Apache Flume is supported in E-MapReduce (EMR) V3.16.0 and later. This topic describes how to use Flume to synchronize data from an EMR Kafka cluster to Alibaba Cloud Object Storage Service (OSS).

Prerequisites

Procedure

  1. Create an OSS path. For more information, see Create buckets.
    In this topic, the OSS path is oss://flume-test/result.
  2. Configure Flume.
    1. Connect to the master node of the Kafka cluster in SSH mode.
    2. Modify the OSS cache size or the -Xmx option. This option specifies the maximum memory for Java Virtual Machine (JVM).
      When you use Flume to write data to OSS, a large JVM memory space is occupied. You can reduce the OSS cache size or increase the value of the -Xmx option for Flume agents.
      • Modify the OSS cache size.

        Copy the hdfs-site.xml configuration file from /etc/ecm/hadoop-conf to /etc/ecm/flume-conf, and set the smartdata.cache.buffer.size parameter to a smaller value, such as 1048576.

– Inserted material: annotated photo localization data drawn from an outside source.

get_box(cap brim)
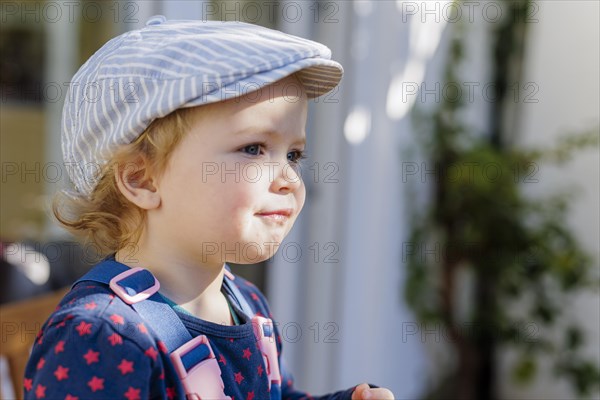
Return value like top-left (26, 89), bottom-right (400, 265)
top-left (295, 63), bottom-right (344, 98)
top-left (184, 57), bottom-right (343, 107)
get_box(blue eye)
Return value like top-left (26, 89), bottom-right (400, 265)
top-left (288, 150), bottom-right (307, 164)
top-left (242, 144), bottom-right (262, 156)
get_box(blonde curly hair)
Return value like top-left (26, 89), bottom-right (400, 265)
top-left (52, 106), bottom-right (201, 257)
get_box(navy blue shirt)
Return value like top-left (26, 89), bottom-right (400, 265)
top-left (24, 270), bottom-right (359, 400)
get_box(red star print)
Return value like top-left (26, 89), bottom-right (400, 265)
top-left (36, 357), bottom-right (45, 370)
top-left (166, 387), bottom-right (176, 400)
top-left (218, 354), bottom-right (227, 366)
top-left (108, 332), bottom-right (123, 346)
top-left (159, 370), bottom-right (165, 380)
top-left (137, 323), bottom-right (148, 334)
top-left (118, 359), bottom-right (134, 375)
top-left (158, 341), bottom-right (168, 353)
top-left (54, 340), bottom-right (65, 354)
top-left (23, 378), bottom-right (32, 391)
top-left (75, 321), bottom-right (92, 336)
top-left (56, 314), bottom-right (74, 328)
top-left (242, 348), bottom-right (252, 360)
top-left (255, 311), bottom-right (264, 317)
top-left (124, 386), bottom-right (141, 400)
top-left (35, 383), bottom-right (46, 398)
top-left (247, 391), bottom-right (255, 400)
top-left (54, 365), bottom-right (69, 381)
top-left (65, 395), bottom-right (79, 400)
top-left (36, 330), bottom-right (43, 345)
top-left (110, 314), bottom-right (125, 325)
top-left (257, 364), bottom-right (264, 377)
top-left (85, 301), bottom-right (97, 310)
top-left (88, 376), bottom-right (104, 392)
top-left (83, 349), bottom-right (100, 365)
top-left (145, 346), bottom-right (158, 361)
top-left (251, 293), bottom-right (259, 301)
top-left (234, 371), bottom-right (244, 384)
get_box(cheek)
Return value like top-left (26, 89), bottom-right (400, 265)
top-left (296, 183), bottom-right (307, 213)
top-left (213, 180), bottom-right (258, 228)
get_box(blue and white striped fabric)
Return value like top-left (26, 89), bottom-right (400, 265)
top-left (62, 16), bottom-right (343, 199)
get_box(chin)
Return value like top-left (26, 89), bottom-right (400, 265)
top-left (228, 241), bottom-right (281, 264)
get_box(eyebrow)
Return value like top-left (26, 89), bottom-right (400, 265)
top-left (234, 126), bottom-right (306, 145)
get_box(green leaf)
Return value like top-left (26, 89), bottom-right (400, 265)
top-left (513, 356), bottom-right (537, 384)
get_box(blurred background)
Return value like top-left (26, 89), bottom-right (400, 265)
top-left (1, 1), bottom-right (598, 399)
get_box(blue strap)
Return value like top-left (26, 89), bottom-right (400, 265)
top-left (133, 294), bottom-right (193, 352)
top-left (73, 257), bottom-right (192, 353)
top-left (270, 382), bottom-right (282, 400)
top-left (71, 258), bottom-right (129, 288)
top-left (181, 343), bottom-right (210, 371)
top-left (222, 265), bottom-right (255, 319)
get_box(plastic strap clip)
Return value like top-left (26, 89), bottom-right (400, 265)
top-left (109, 267), bottom-right (160, 305)
top-left (252, 316), bottom-right (281, 391)
top-left (170, 335), bottom-right (232, 400)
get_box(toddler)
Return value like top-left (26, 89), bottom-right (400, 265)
top-left (24, 16), bottom-right (394, 400)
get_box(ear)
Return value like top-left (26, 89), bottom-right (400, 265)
top-left (114, 156), bottom-right (161, 210)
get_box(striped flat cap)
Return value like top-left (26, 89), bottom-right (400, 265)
top-left (62, 16), bottom-right (343, 199)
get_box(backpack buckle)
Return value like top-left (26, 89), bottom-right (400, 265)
top-left (109, 267), bottom-right (160, 305)
top-left (252, 316), bottom-right (281, 391)
top-left (170, 334), bottom-right (231, 400)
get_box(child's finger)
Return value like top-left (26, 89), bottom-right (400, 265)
top-left (351, 383), bottom-right (371, 400)
top-left (366, 388), bottom-right (395, 399)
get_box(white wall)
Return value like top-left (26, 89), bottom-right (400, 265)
top-left (498, 1), bottom-right (600, 399)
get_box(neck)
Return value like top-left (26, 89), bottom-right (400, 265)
top-left (114, 238), bottom-right (233, 325)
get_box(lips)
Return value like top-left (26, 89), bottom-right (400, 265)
top-left (255, 209), bottom-right (293, 218)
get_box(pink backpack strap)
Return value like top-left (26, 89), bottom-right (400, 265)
top-left (170, 335), bottom-right (231, 400)
top-left (253, 316), bottom-right (282, 398)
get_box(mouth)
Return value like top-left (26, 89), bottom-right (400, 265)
top-left (255, 209), bottom-right (293, 221)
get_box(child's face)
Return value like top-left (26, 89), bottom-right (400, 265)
top-left (150, 75), bottom-right (308, 265)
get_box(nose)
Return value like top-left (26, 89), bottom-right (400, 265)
top-left (269, 162), bottom-right (303, 194)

      • Change the value of the -Xmx option.
        In the /etc/ecm/flume-conf directory of Flume, copy the flume-env.sh.template file and rename it flume-env.sh. Change the value of the -Xmx option in the flume-env.sh file to 1g.
        export JAVA_OPTS="-Xmx1g"
    3. Create a configuration file named flume.properties.
      a1.sources = source1
      a1.sinks = k1
      a1.channels = c1
      
      a1.sources.source1.type = org.apache.flume.source.kafka.KafkaSource
      a1.sources.source1.channels = c1
      a1.sources.source1.kafka.bootstrap.servers = <kafka-host1:port1,kafka-host2:port2...>
      a1.sources.source1.kafka.topics = flume-test
      a1.sources.source1.kafka.consumer.group.id = flume-test-group
      
      a1.sinks.k1.type = hdfs
      a1.sinks.k1.hdfs.path = oss://flume-test/result
      a1.sinks.k1.hdfs.fileType=DataStream
      
      # Use a channel which buffers events in memory
      a1.channels.c1.type = memory
      a1.channels.c1.capacity = <100>
      a1.channels.c1.transactionCapacity = <100>
      
      # Bind the source and sink to the channel
      a1.sources.source1.channels = c1
      a1.sinks.k1.channel = c1
      • a1.sources.source1.kafka.bootstrap.servers: the hostnames and port numbers of Kafka brokers.
      • a1.sinks.k1.hdfs.path: the OSS path.
      • a1.channels.c1.capacity: the maximum number of events stored in a channel. Modify the parameter based on your business requirements.
      • a1.channels.c1.transactionCapacity: the maximum number of events that a channel can receive from a source or provide to a sink. Modify the parameter based on your business requirements.
  3. Start Flume.
    • If you have modified the OSS cache size when you configure Flume, use the --classpath parameter to pass in OSS-related dependencies and configurations:
      flume-ng agent --name a1 --conf /etc/ecm/flume-conf  --conf-file flume.properties  --classpath "/opt/apps/extra-jars/*:/etc/ecm/flume-conf/hdfs-site.xml"
    • If you have modified the -Xmx option for Flume agents when you configure Flume, pass in only OSS-related dependencies:
      flume-ng agent --name a1 --conf /etc/ecm/flume-conf  --conf-file flume.properties  --classpath "/opt/apps/extra-jars/*"
  4. Test data synchronization.
    1. Connect to the master node of the Kafka cluster in SSH mode. For more information, see Connect to the master node of an EMR cluster in SSH mode.
    2. Run the following command to create a topic named flume-test:
      /usr/lib/kafka-current/bin/kafka-topics.sh --partitions 10 --replication-factor 2 --zookeeper emr-header-1:2181 /kafka-1.0.0 --topic flume-test --create
    3. Run the following command to generate test data:
      kafka-console-producer.sh --topic flume-test --broker-list emr-header-1:9092

      For example, enter abc and press Enter.

    4. Check the newly generated file. A file named FlumeData.xxxx is generated in the oss://flume-test/result directory. xxxx indicates the timestamp of the current system time in milliseconds.